Seit Februar 2022 ist Hnutove unter vorübergehender russischer Besatzung.
Das Filtrationslager
Da die Familie nicht unter russischer Besatzung leben wollte und sich in ihrem eigenen Haus nicht mehr sicher fühlte, beschloss sie, Hnutove zu verlassen. Dazu mussten sie ein russisches Filtrationslager passieren. Ukrainer, die die von Russland besetzten Gebiete verlassen wollen, müssen sich auf eine gefährliche Reise begeben, die aus Kontrollpunkten und Filtrationslagern besteht. Die Menschen müssen oft über Russland und Drittländer wie Georgien oder Belarus ausreisen, da die direkten Routen aus den besetzten Gebieten gesperrt oder aufgrund der starken Militärpräsenz und der Kampfzonen zu gefährlich sind.
Bei diesen Lagern, auch Konzentrationslager genannt, handelt es sich um Einrichtungen, die von den russischen Streitkräften genutzt werden, um Ukrainer in den besetzten Gebieten zu verhören und zu inhaftieren.
Ein Nachbar fuhr die Familie in das Lager in einem nahe gelegenen Dorf. Oleh weiß nicht mehr, wo genau das Filtrationslager war, aber er erinnert sich an ein Feld mit Zelten, auf dem die Menschen verhört wurden. Nach Recherchen der Medieninitiative für Menschenrechte gab es zwei Filtrationslager in der Nähe von Olehs Heimatdorf: Nowoasowsk und Bezimenne. Beide stimmen mit Olehs Beschreibung von Zelten auf Feldern überein. Bezimenne scheint mit nur 45-Autominuten entfernt jedoch das nahegelegende Filtrationslager gewesen zu sein.
Nach Angaben von Aksana Filipishyna, Analystin bei der ukrainischen Helsinki Human Rights Union (UHHRU), waren im Filtrationslager in Bezimenne etwa 5.000 ukrainische Flüchtlinge interniert.
Nach Angaben von Filipishyna lebten die Flüchtlinge in überfüllten Schulgebäuden oder Zelten, waren strengen Kontrollen ausgesetzt und durften das Lager nicht verlassen.

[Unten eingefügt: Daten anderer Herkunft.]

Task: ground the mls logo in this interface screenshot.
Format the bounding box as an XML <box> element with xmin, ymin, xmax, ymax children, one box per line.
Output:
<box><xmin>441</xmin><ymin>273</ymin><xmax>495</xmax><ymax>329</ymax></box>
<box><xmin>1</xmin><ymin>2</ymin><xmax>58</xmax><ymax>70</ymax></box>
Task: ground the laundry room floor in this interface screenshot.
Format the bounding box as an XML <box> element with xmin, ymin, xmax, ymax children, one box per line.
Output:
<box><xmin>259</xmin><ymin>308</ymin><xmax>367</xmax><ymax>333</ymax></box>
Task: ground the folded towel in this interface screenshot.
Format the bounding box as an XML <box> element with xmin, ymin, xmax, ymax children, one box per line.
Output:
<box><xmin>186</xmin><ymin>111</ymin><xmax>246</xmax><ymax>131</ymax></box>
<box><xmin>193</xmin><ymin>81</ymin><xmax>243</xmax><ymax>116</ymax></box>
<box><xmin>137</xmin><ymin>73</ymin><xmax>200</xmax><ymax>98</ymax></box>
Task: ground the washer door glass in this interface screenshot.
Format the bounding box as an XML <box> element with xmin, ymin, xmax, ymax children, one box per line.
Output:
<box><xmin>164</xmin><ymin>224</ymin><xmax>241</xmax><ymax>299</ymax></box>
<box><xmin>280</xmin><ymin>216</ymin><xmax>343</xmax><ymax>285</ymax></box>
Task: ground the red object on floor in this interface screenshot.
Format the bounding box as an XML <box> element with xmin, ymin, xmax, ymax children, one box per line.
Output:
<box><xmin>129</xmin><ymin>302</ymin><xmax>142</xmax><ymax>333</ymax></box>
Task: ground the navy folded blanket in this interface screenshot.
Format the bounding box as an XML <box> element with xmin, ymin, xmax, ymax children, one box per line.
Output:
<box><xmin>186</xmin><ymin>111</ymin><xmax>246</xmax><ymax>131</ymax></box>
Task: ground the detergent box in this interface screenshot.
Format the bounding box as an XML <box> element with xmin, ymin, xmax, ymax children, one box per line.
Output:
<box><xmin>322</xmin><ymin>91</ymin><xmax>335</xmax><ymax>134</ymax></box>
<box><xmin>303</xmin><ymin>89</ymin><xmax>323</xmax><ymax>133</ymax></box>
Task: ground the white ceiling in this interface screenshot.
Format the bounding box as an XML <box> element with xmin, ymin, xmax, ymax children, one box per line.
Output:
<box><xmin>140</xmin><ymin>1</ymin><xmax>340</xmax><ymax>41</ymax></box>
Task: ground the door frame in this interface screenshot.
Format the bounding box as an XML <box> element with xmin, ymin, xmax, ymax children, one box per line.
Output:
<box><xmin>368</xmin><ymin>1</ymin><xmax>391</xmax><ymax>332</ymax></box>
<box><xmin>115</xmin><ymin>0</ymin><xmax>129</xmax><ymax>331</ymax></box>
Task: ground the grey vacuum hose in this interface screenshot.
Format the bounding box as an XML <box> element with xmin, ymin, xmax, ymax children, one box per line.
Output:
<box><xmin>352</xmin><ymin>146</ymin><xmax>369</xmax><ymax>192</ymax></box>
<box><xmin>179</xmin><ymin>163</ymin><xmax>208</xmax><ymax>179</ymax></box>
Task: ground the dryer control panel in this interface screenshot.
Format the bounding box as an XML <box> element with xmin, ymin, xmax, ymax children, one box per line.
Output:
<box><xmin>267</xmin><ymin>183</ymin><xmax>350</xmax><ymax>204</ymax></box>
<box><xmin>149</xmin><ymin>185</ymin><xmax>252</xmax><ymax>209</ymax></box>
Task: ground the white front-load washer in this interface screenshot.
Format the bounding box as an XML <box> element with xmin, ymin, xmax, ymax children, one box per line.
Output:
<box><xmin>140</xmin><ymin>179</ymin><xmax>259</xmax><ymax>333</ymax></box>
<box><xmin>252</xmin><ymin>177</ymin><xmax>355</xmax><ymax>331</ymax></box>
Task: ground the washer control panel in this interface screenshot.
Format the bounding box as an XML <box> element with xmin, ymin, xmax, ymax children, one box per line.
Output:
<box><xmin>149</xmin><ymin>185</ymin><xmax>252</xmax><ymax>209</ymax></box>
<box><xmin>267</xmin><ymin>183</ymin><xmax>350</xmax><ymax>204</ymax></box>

Laut der Analystin sprachen die Menschen von schlechter Ernährung und mangelnder medizinischer Versorgung. "Einige Personen erwähnten, dass es aufgrund der mangelnden medizinischen Versorgung zu Todesfällen gekommen sei", erklärt sie und fügt hinzu, dass die Menschen das Lager nicht freiwillig verlassen durften, solange sie die russische "Filtration" nicht "bestanden" hatten.
Laut Filipishyna waren die Inhaftierten häufig schweren Menschenrechtsverletzungen ausgesetzt, darunter Folter und außergerichtlichen Tötungen. Nach dem Filtrationsprozess werden viele Ukrainer zwangsweise nach Russland abgeschoben. Die russische Regierung leugnet diese Abschiebungen und bezeichnet sie als "Evakuierungen".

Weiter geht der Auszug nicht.